A recent case report by Pašara et al. 29 described a heart transplant patient with cardiac allograft vasculopathy who developed CIE following coronary angiography, presenting with seizures that were responsive to intravenous levetiracetam. This case aligns with our findings regarding delayed seizure onset, efficacy of levetiracetam, and absence of initial imaging abnormalities, highlighting the diagnostic challenges of CIE and the need for clinical vigilance.

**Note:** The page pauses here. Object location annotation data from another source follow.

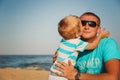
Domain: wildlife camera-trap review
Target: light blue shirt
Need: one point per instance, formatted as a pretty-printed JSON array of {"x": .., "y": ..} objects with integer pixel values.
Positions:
[{"x": 92, "y": 61}]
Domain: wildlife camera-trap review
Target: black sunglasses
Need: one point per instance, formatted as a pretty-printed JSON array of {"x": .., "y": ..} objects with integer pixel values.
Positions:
[{"x": 90, "y": 23}]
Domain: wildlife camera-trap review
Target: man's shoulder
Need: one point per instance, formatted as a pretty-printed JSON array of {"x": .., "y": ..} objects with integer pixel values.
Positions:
[{"x": 108, "y": 40}]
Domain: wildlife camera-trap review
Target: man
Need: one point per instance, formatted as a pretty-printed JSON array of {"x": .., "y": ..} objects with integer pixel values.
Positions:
[{"x": 101, "y": 63}]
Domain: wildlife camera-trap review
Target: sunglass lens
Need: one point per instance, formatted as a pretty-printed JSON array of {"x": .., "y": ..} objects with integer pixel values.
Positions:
[
  {"x": 83, "y": 23},
  {"x": 92, "y": 24}
]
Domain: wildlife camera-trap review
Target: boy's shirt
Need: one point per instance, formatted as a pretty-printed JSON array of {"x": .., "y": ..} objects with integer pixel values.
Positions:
[{"x": 92, "y": 61}]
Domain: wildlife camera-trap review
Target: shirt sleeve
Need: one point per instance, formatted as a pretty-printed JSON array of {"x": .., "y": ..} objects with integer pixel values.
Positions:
[
  {"x": 82, "y": 45},
  {"x": 110, "y": 50}
]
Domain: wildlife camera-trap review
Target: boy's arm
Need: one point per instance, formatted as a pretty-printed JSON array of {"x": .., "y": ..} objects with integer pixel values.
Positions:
[{"x": 94, "y": 44}]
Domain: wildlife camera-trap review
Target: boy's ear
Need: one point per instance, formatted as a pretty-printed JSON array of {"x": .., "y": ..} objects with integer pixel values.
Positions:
[
  {"x": 98, "y": 31},
  {"x": 77, "y": 34}
]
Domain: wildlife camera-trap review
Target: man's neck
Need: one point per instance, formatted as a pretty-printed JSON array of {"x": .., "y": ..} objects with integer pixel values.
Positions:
[{"x": 88, "y": 40}]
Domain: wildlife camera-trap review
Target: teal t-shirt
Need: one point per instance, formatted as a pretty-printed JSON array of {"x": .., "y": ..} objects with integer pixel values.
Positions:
[{"x": 91, "y": 61}]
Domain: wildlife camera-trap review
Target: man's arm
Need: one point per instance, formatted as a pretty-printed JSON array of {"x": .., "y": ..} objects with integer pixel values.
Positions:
[
  {"x": 112, "y": 71},
  {"x": 94, "y": 44}
]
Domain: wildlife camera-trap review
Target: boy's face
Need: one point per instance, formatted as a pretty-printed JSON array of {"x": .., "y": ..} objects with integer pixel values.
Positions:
[{"x": 89, "y": 29}]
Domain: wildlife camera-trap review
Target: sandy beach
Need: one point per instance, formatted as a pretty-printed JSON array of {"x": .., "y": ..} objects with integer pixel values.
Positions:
[{"x": 23, "y": 74}]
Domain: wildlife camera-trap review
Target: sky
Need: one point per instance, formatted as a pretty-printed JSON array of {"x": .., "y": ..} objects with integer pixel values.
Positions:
[{"x": 30, "y": 26}]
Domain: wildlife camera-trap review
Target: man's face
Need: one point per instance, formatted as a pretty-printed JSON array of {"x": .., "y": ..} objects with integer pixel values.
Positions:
[{"x": 90, "y": 26}]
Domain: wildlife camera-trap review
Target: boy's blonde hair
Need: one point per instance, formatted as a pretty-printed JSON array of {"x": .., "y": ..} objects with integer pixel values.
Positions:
[{"x": 69, "y": 26}]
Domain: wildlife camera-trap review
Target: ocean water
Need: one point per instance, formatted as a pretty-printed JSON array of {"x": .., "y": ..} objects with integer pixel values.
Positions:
[{"x": 26, "y": 61}]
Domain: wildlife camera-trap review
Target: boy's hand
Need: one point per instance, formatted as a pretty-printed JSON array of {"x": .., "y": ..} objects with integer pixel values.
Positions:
[{"x": 55, "y": 56}]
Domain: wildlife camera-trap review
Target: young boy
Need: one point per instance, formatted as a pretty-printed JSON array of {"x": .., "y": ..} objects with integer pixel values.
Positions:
[{"x": 70, "y": 28}]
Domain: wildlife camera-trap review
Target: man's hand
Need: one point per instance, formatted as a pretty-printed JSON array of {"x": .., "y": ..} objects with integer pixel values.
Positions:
[
  {"x": 68, "y": 70},
  {"x": 55, "y": 56}
]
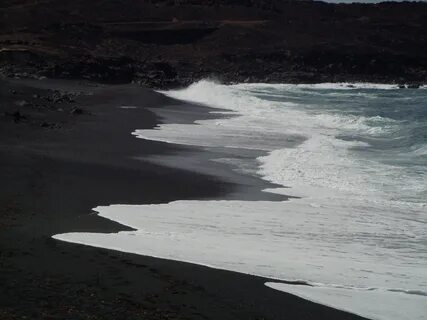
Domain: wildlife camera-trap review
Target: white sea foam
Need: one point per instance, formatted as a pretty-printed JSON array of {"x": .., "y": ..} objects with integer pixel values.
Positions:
[
  {"x": 357, "y": 235},
  {"x": 368, "y": 252}
]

This study has several limitations. First, as a single case report, the findings are subject to limited generalizability, and conclusions regarding CIE complicated by SE cannot be extrapolated to the broader population. Second, incomplete information regarding the patient’s pre-existing microvascular status represents a potential confounding factor that cannot be fully excluded. Third, cerebrospinal fluid analysis was not performed, which could have further supported the exclusion of infectious or inflammatory etiologies, although these were reasonably excluded based on clinical and laboratory findings. In addition, no postoperative MRI was performed, limiting the radiological evidence available for a definitive diagnosis. Fourth, “Not Reported (NR)” entries in the literature review introduced data gaps; although cases with NR in key variables were excluded, incomplete reporting may still have affected the comprehensiveness and internal validity of the analysis. Future multicenter, large-sample clinical studies and basic research are warranted to address these limitations and provide more robust evidence for the diagnosis and management of CIE.
Conclusion
Seizures, including refractory SE, are a clinically relevant manifestation of CIE and should be considered in the differential diagnosis of acute central nervous system dysfunction following intra-arterial contrast administration. CIE is a diagnosis of exclusion; in the presence of contrast-associated cerebral edema or enhancement, it should be strongly considered. Although seizures are less common than other manifestations of CIE, clinical vigilance is essential to ensure timely diagnosis and treatment, thereby preventing severe outcomes. This case report contributes to the growing body of literature on CIE, highlighting its clinical variability and the importance of individualized management.
Footnotes
Acknowledgments
The authors wish to express their sincere thanks to the patient and her family for their kind participation in this work.
Author contributions
LJ: Writing and figure organization. ZZ and SW: EEG examination, surgical procedure, and review; MW: Writing, review and editing; GS: Supervision, review and editing.
Data availability statement
The original contributions presented in the study are included in the article. Further inquiries can be directed to the corresponding author.
Declaration of conflicting interests
All authors declare no conflict of interest.
Ethics statement
Written informed consent was obtained from the patient for the publication of any potentially identifiable images or data included in this article.
Funding
This work was supported by grants from the Medical Health Science and Technology Project of Zhejiang Provincial Health Commission (WKJ-ZJ-2340), Zhejiang Province “Vanguard Geese Leading Plan” Project (2025C02151), and Zhejiang Clinovation Pride (CXTD202501002).
Generative AI statement
The authors declare that no generative AI was used in the creation of the manuscript.